D’Artagnan mit lentement le sac dans sa large poche et, se retournant vers l’officier :

— Monsieur, lui dit-il, voulez-vous bien aller réveiller à son tour M. du Vallon de la part de Son Éminence et lui dire que je l’attends aux écuries ?

L’officier partit aussitôt avec un empressement qui parut à d’Artagnan avoir quelque chose d’intéressé.

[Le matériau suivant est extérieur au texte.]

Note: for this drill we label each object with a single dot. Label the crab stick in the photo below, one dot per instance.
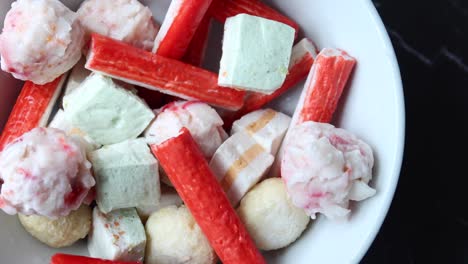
(154, 99)
(179, 26)
(32, 109)
(203, 195)
(223, 9)
(324, 86)
(319, 98)
(302, 58)
(124, 62)
(239, 163)
(265, 126)
(196, 50)
(73, 259)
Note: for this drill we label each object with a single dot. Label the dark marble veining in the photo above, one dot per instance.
(428, 220)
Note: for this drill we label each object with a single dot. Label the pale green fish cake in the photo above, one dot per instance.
(256, 53)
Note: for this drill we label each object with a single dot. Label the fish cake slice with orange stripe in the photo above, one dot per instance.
(239, 163)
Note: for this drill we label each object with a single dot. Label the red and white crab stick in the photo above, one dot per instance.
(129, 64)
(322, 91)
(302, 58)
(179, 26)
(196, 50)
(32, 109)
(196, 184)
(222, 9)
(324, 86)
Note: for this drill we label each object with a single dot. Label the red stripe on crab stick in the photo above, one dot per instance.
(324, 86)
(223, 9)
(319, 98)
(32, 109)
(302, 58)
(72, 259)
(179, 26)
(197, 48)
(129, 64)
(154, 99)
(193, 179)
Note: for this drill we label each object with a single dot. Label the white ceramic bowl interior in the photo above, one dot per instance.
(372, 107)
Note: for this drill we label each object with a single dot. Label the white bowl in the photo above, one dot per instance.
(372, 108)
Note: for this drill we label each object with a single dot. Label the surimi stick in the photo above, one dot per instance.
(179, 26)
(239, 163)
(72, 259)
(324, 86)
(129, 64)
(188, 170)
(196, 50)
(154, 99)
(222, 9)
(32, 109)
(323, 89)
(302, 58)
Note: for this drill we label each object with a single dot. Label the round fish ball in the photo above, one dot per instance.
(60, 232)
(270, 217)
(174, 237)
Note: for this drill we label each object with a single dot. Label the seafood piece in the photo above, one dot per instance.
(72, 259)
(196, 50)
(224, 9)
(321, 93)
(125, 20)
(256, 53)
(59, 121)
(61, 232)
(118, 235)
(51, 40)
(270, 217)
(126, 175)
(239, 163)
(169, 197)
(44, 172)
(200, 119)
(121, 61)
(32, 109)
(204, 197)
(105, 111)
(324, 86)
(267, 127)
(325, 167)
(302, 58)
(179, 27)
(77, 76)
(174, 237)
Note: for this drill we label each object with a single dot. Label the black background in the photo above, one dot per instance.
(428, 220)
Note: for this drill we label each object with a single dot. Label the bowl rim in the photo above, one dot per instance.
(400, 121)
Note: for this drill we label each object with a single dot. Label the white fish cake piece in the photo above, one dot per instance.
(125, 20)
(118, 235)
(106, 111)
(126, 175)
(239, 164)
(40, 40)
(174, 237)
(325, 168)
(60, 122)
(270, 217)
(266, 126)
(78, 74)
(256, 53)
(61, 232)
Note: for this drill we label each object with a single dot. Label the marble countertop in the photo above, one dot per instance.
(428, 220)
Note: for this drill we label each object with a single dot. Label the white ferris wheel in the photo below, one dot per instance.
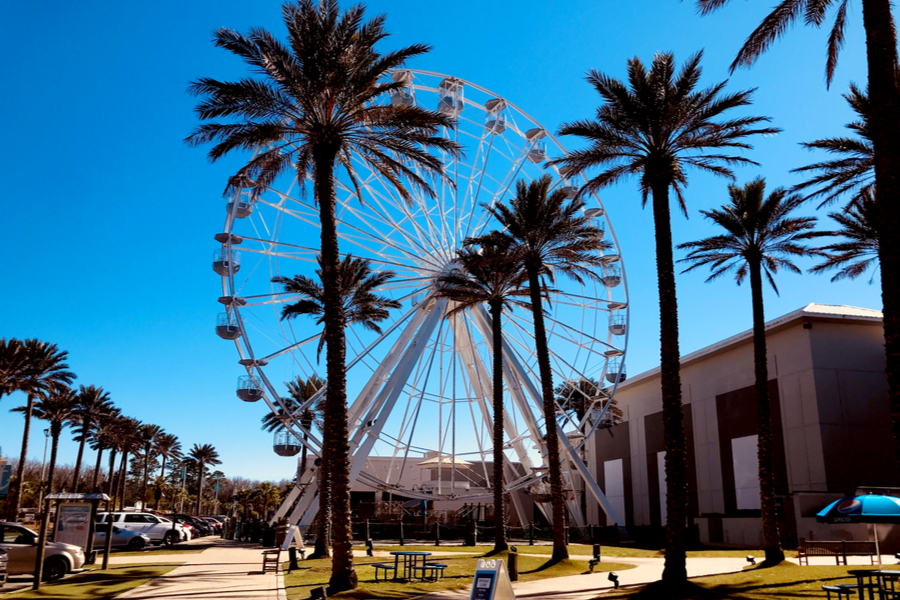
(420, 392)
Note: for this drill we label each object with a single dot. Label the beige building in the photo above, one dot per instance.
(830, 418)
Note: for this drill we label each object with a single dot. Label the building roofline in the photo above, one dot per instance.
(810, 312)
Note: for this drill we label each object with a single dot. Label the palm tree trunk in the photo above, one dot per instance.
(20, 468)
(85, 427)
(55, 431)
(146, 474)
(557, 493)
(96, 478)
(675, 570)
(774, 554)
(123, 471)
(499, 514)
(881, 58)
(336, 439)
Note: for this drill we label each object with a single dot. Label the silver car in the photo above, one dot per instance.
(20, 544)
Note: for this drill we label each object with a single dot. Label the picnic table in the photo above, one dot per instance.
(876, 581)
(410, 560)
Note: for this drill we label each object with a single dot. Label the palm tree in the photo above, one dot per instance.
(314, 111)
(12, 365)
(92, 402)
(44, 368)
(852, 257)
(884, 122)
(102, 439)
(148, 434)
(205, 455)
(489, 275)
(358, 304)
(657, 129)
(550, 235)
(760, 238)
(55, 405)
(854, 171)
(167, 446)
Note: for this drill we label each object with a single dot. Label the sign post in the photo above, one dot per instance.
(491, 581)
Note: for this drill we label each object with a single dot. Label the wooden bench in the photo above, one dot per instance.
(386, 568)
(843, 591)
(839, 550)
(431, 570)
(271, 560)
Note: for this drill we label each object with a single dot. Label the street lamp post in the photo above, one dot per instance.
(43, 468)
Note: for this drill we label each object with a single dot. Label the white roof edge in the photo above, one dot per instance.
(819, 311)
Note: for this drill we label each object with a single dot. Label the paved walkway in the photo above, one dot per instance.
(227, 571)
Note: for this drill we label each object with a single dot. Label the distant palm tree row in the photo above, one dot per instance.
(313, 111)
(39, 370)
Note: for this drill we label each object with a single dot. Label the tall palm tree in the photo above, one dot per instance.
(551, 236)
(314, 110)
(44, 368)
(167, 446)
(205, 455)
(92, 402)
(760, 238)
(860, 250)
(358, 304)
(148, 434)
(12, 365)
(884, 122)
(657, 128)
(55, 405)
(491, 275)
(853, 172)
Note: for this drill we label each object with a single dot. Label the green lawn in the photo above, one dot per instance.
(96, 584)
(786, 580)
(459, 572)
(587, 550)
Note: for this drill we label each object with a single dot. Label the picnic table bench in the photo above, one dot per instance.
(839, 550)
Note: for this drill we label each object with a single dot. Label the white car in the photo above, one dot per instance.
(158, 529)
(20, 544)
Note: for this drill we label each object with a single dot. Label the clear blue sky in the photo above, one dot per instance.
(108, 219)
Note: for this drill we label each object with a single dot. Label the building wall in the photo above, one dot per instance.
(832, 427)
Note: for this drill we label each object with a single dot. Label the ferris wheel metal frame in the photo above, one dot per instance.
(421, 240)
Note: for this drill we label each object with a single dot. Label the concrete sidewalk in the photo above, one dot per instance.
(587, 586)
(227, 571)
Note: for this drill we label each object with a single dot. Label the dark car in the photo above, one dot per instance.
(4, 559)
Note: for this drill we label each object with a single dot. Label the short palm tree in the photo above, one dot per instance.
(57, 406)
(92, 402)
(853, 172)
(656, 128)
(148, 434)
(760, 238)
(359, 304)
(884, 122)
(103, 439)
(491, 275)
(550, 235)
(205, 456)
(860, 250)
(167, 446)
(44, 368)
(315, 110)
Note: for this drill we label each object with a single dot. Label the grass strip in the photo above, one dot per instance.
(458, 575)
(95, 584)
(786, 580)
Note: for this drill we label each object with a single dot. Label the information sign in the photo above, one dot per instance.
(491, 581)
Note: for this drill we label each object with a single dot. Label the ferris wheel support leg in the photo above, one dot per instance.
(589, 481)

Porthos venait de s’étendre à son tour dans son lit, et il commençait à ronfler harmonieusement selon son habitude, lorsqu’il sentit qu’on lui frappait sur l’épaule. Il crut que c’était d’Artagnan et ne bougea point.

— De la part du cardinal, dit l’officier.

— Hein ! dit Porthos en ouvrant de grands yeux, que dites-vous ?

— Je dis que Son Éminence vous envoie en Angleterre, et que M. d’Artagnan vous attend aux écuries.

Porthos poussa un profond soupir, se leva, prit son feutre, ses pistolets, son épée et son manteau, et sortit en jetant un regard de regret sur le lit dans lequel il s’était promis de si bien dormir.

À peine avait-il tourné le dos que l’officier y était installé, et il n’avait point passé le seuil de la porte que son successeur, à son tour, ronflait à tout rompre. C’était bien naturel, il était seul dans toute cette assemblée, avec le roi, la reine et monseigneur Gaston d’Orléans, qui dormît gratis.